El humano no pide nada de él. Entra a su oficina, se quita la chaqueta, le señala donde sentarse, y empieza a trabajar en una sección de su escritorio de cristal, bolígrafo en mano, en una computadora casi tan delgada como una hoja de papel y la misma flexibilidad y durabilidad que un Acompañante. Durante largas horas, Castiel simplemente observa. A la derecha de la oficina, se puede ver por la transparente pared a su compañera, una joven mujer rubia que tiene su propia computadora fija a la ventana, donde puede trabajar con el cielo gris como lienzo. Para ambos la hora del almuerzo empieza a la una de la tarde, cuando una mujer más joven que ellos toca a la puerta, contenedores de comida en manos, que se apura a repartir en las oficinas con una sonrisa que promete problemas.

Sam le sonríe a Castiel antes de almorzar en compañía de su vecina, Jessica, quien sonríe y le habla con familiaridad que habla de años de conocerse. Castiel observa, pues aunque es posible que esta semana termine de vuelta en la Compañía y al final de mes en el cubo de reciclaje, o quizá debido a esta posibilidad, es su deber satisfacer a su dueño. Sam come en pequeños bocados una ensalada de lechuga, zanahoria, pimiento amarillo, cilantro y tomate; y toma sorbos de un jugo de frutas que Castiel piensa no contiene azúcar, y cuyo precio es probablemente tres veces su costo original. Para terminar, él y Jessica comparten una pequeña tarta, y es tal el contraste con el ligero almuerzo que ambos consumieron que sin comando necesario, Castiel siente su cabeza caer ligeramente a su derecha, confundido.

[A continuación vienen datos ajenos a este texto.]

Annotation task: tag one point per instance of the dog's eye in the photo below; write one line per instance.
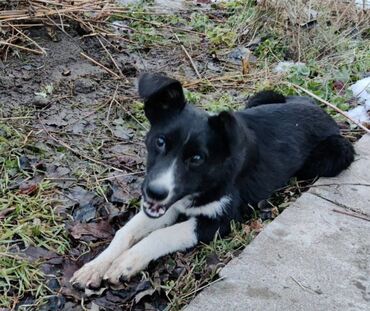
(160, 142)
(196, 159)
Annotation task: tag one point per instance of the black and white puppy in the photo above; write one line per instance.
(204, 170)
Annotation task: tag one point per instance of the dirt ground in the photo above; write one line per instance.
(72, 136)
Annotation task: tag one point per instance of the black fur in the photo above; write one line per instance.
(245, 155)
(264, 98)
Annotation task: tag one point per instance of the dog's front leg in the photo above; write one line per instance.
(91, 274)
(178, 237)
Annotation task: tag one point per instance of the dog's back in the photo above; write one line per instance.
(293, 138)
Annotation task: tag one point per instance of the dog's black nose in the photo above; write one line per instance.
(156, 192)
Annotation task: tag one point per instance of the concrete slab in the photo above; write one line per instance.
(311, 257)
(351, 188)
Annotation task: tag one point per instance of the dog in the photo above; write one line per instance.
(204, 170)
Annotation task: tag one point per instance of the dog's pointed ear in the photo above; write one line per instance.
(163, 97)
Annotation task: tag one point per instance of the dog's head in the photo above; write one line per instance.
(190, 153)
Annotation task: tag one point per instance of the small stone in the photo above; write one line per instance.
(84, 86)
(40, 101)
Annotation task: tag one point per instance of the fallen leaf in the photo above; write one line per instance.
(256, 225)
(28, 189)
(98, 230)
(141, 295)
(5, 212)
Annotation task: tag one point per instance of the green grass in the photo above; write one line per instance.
(200, 272)
(335, 49)
(28, 219)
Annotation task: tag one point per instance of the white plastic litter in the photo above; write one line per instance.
(361, 90)
(286, 66)
(363, 4)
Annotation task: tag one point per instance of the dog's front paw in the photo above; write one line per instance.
(125, 266)
(90, 275)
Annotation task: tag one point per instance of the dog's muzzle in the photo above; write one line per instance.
(154, 209)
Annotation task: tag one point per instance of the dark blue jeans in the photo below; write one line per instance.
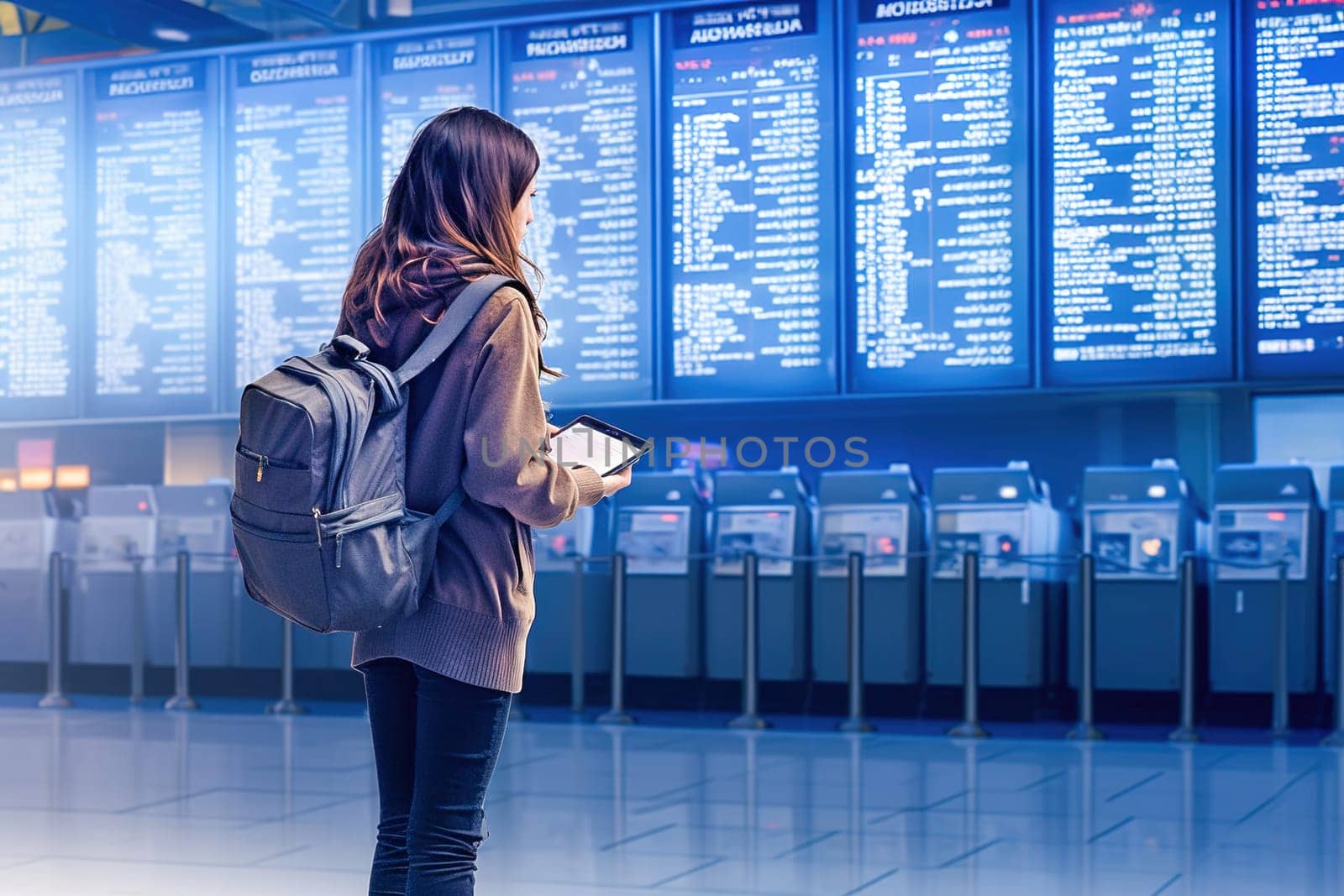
(436, 741)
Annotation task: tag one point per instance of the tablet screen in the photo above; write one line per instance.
(580, 445)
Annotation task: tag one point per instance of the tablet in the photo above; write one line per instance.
(588, 441)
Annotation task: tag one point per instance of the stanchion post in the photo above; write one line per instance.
(138, 631)
(1086, 728)
(1189, 584)
(577, 647)
(55, 696)
(855, 723)
(1336, 738)
(969, 726)
(181, 698)
(1280, 723)
(286, 705)
(750, 718)
(617, 715)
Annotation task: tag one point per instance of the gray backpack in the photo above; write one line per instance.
(319, 510)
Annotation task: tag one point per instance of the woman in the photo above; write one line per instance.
(440, 683)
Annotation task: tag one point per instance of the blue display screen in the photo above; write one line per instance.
(940, 191)
(1296, 190)
(414, 80)
(38, 289)
(1140, 191)
(155, 320)
(584, 92)
(752, 214)
(293, 137)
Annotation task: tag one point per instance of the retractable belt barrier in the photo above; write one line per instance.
(60, 574)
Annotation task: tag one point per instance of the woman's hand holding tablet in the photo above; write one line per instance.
(588, 441)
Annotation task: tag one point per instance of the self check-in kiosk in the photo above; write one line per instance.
(31, 530)
(558, 577)
(195, 519)
(659, 521)
(1330, 600)
(121, 523)
(1139, 521)
(880, 515)
(1005, 516)
(1263, 516)
(766, 512)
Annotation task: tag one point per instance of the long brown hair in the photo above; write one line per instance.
(465, 172)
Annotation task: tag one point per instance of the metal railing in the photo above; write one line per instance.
(181, 700)
(969, 726)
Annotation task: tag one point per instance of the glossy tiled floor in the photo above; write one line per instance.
(144, 802)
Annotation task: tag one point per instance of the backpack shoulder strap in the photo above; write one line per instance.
(459, 315)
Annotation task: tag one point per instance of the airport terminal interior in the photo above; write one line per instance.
(990, 359)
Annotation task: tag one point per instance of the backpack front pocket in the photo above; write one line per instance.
(370, 575)
(284, 570)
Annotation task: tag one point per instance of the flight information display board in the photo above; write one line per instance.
(753, 215)
(584, 92)
(414, 80)
(293, 136)
(38, 336)
(1140, 179)
(155, 188)
(940, 190)
(1296, 170)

Nunca comprenderá a los humanos.

*

El resto de la tarde transcurre en un ritmo similar al matutino. Sam dibuja, habla por teléfono, recibe un paquete, habla con Jessica, sostiene una conferencia con varias personas en dos lugares diferentes de América, sale, entra, y en medio de todo ello se prepara un café latte en la máquina al final del pasillo. A las seis levanta la vista, y luce tan sorprendido de encontrar a Castiel en la oficina que éste se pregunta si ha obviado alguna regla implícita en su nuevo contrato, pero Sam se sobrepone casi de inmediato y sonríe.

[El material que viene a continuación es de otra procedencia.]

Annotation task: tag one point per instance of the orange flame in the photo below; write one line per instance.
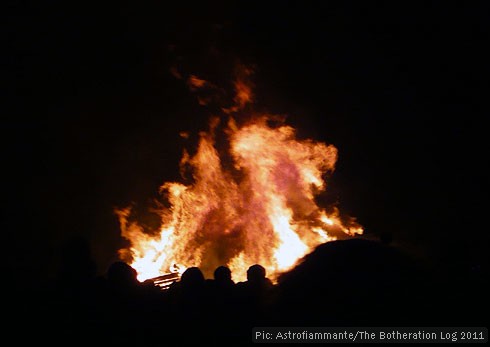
(260, 209)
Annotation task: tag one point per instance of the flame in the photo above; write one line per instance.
(253, 204)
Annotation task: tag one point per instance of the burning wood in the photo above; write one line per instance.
(261, 208)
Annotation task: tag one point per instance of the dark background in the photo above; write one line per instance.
(91, 113)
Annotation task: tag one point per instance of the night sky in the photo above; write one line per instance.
(91, 113)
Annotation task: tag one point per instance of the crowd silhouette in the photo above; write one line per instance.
(343, 283)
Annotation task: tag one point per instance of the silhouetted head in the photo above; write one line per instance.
(192, 277)
(121, 274)
(256, 273)
(222, 274)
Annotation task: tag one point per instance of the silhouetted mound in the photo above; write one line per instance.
(350, 282)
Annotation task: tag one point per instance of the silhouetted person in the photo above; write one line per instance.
(77, 268)
(222, 277)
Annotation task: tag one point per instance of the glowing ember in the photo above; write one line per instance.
(261, 209)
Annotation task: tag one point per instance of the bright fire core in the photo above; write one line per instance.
(259, 209)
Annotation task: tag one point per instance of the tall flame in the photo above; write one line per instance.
(259, 209)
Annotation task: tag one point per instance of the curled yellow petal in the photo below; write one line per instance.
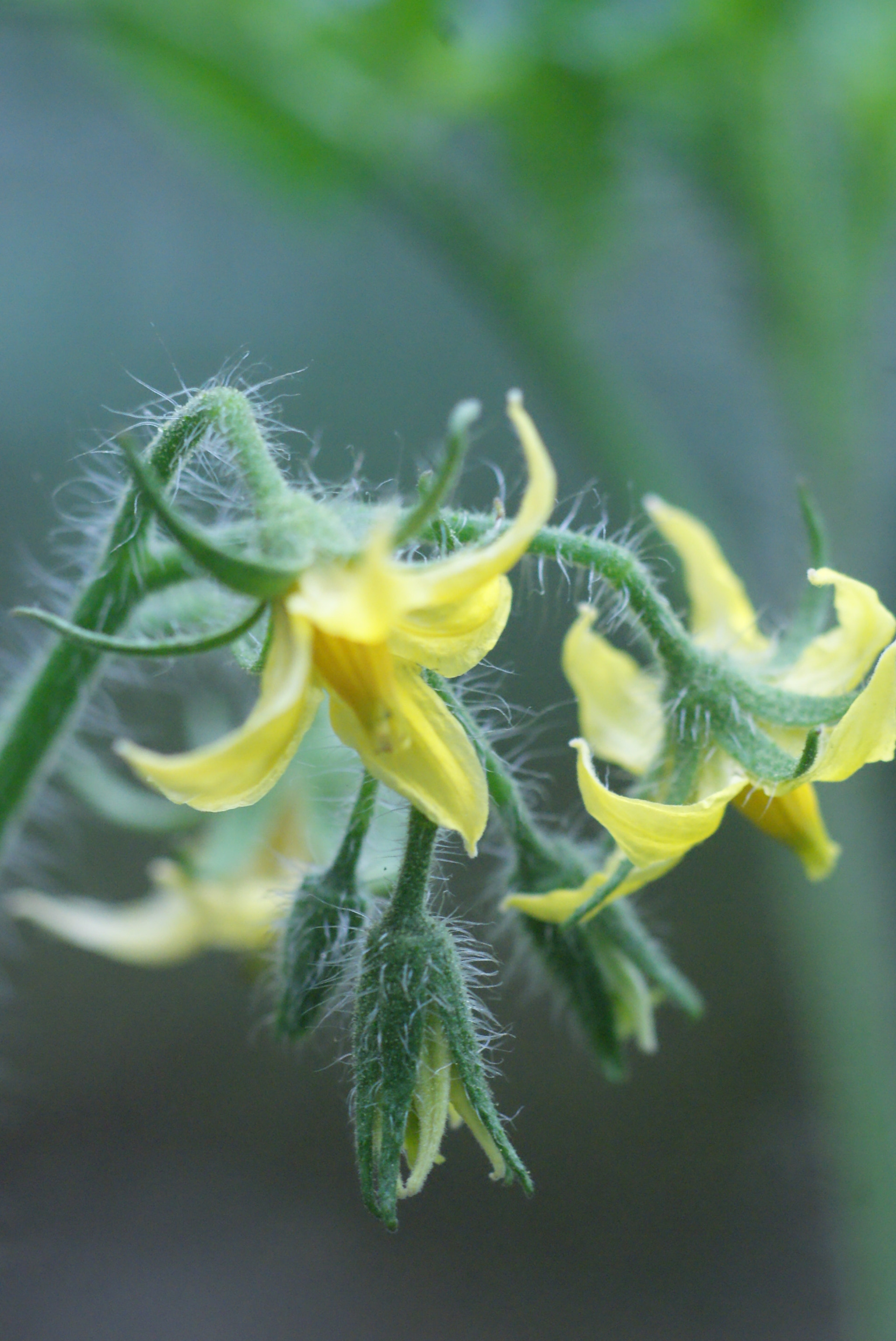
(353, 599)
(796, 820)
(364, 675)
(428, 1115)
(452, 639)
(245, 763)
(650, 832)
(180, 918)
(451, 580)
(435, 766)
(837, 660)
(867, 731)
(620, 711)
(722, 614)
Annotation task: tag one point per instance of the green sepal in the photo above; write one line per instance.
(393, 994)
(622, 924)
(435, 487)
(120, 801)
(144, 647)
(758, 755)
(250, 577)
(326, 916)
(813, 609)
(454, 1008)
(411, 971)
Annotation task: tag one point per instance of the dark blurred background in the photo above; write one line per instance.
(168, 1171)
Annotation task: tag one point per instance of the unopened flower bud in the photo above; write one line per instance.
(418, 1064)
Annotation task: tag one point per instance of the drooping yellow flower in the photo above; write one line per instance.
(363, 629)
(187, 909)
(439, 1102)
(237, 880)
(623, 720)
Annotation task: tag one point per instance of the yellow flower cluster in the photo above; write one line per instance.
(363, 631)
(624, 720)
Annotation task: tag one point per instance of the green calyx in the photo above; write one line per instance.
(572, 954)
(322, 927)
(411, 990)
(412, 1008)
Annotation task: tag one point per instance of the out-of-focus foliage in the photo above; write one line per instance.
(500, 132)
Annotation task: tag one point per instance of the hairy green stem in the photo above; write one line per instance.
(344, 864)
(438, 490)
(124, 573)
(410, 898)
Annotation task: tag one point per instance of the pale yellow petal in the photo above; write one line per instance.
(560, 904)
(357, 599)
(446, 581)
(245, 763)
(452, 639)
(463, 1108)
(722, 616)
(428, 1115)
(840, 659)
(620, 710)
(796, 820)
(160, 930)
(867, 731)
(651, 832)
(435, 768)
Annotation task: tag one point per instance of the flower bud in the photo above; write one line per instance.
(418, 1064)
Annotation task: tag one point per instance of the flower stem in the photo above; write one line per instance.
(45, 706)
(442, 484)
(613, 562)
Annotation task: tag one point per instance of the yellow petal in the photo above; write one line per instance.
(451, 639)
(620, 711)
(363, 674)
(722, 616)
(428, 1115)
(560, 904)
(867, 731)
(651, 832)
(837, 660)
(436, 768)
(794, 820)
(451, 580)
(463, 1108)
(359, 599)
(245, 763)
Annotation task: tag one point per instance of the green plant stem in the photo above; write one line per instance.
(47, 702)
(343, 870)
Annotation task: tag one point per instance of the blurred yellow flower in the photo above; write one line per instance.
(235, 883)
(186, 911)
(623, 720)
(363, 629)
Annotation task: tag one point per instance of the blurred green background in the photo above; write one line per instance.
(672, 225)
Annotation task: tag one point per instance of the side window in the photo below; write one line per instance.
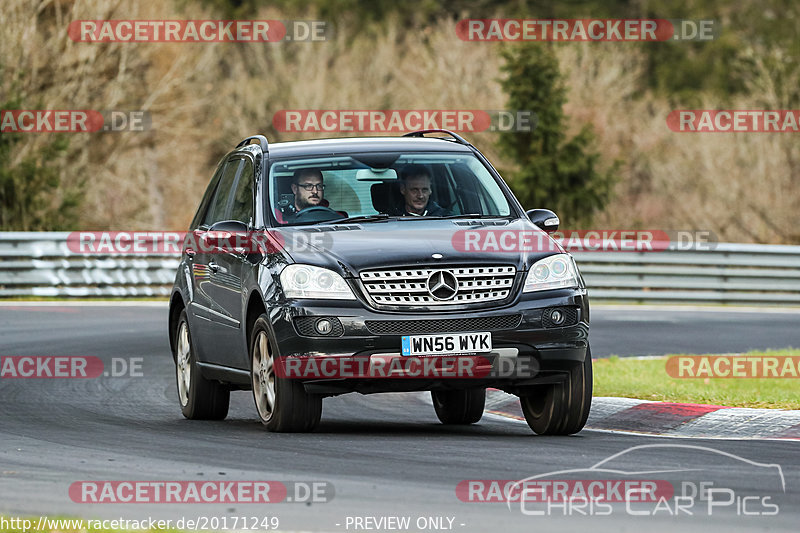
(212, 186)
(217, 207)
(242, 209)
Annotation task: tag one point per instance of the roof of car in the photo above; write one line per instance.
(363, 144)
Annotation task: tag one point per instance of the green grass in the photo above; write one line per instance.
(647, 379)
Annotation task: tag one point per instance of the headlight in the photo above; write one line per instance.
(554, 272)
(306, 281)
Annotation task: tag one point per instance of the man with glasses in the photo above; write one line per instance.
(308, 189)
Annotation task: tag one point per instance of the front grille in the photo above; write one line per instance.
(409, 286)
(445, 325)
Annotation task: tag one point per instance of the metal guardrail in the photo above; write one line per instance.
(42, 264)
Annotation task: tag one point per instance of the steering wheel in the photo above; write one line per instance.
(317, 213)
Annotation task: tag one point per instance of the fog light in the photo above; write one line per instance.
(557, 317)
(323, 326)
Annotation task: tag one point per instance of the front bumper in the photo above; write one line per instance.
(526, 350)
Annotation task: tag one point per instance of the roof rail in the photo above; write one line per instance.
(261, 140)
(421, 133)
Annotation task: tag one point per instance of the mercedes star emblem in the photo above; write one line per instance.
(442, 285)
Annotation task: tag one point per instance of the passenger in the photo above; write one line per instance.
(415, 187)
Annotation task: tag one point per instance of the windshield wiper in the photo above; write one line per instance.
(473, 215)
(360, 218)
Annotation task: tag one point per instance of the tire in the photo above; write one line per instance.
(200, 399)
(283, 405)
(459, 406)
(563, 408)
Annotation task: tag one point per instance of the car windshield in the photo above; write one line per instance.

-Casi termino. Sólo dame unos minutos,- dice, y sale a discutir con un compañero tres puertas a su derecha. Bien podría comunicarse en menos de dos segundos con la computadora, pero el joven parece disfrutar del continuo movimiento. Castiel sólo sabe lo que aprende de cada humano, y no tiene la suficiente información para llegar a una conclusión acertada, pero como testigo de la guerra y la reconstrucción, sabe que los humanos de la edad de Sam nacieron en un búnker y crecieron en casas dilapidadas. La claustrofobia no es una enfermedad de pocos, y aún las paredes de las escaleras son de cristal reforzado.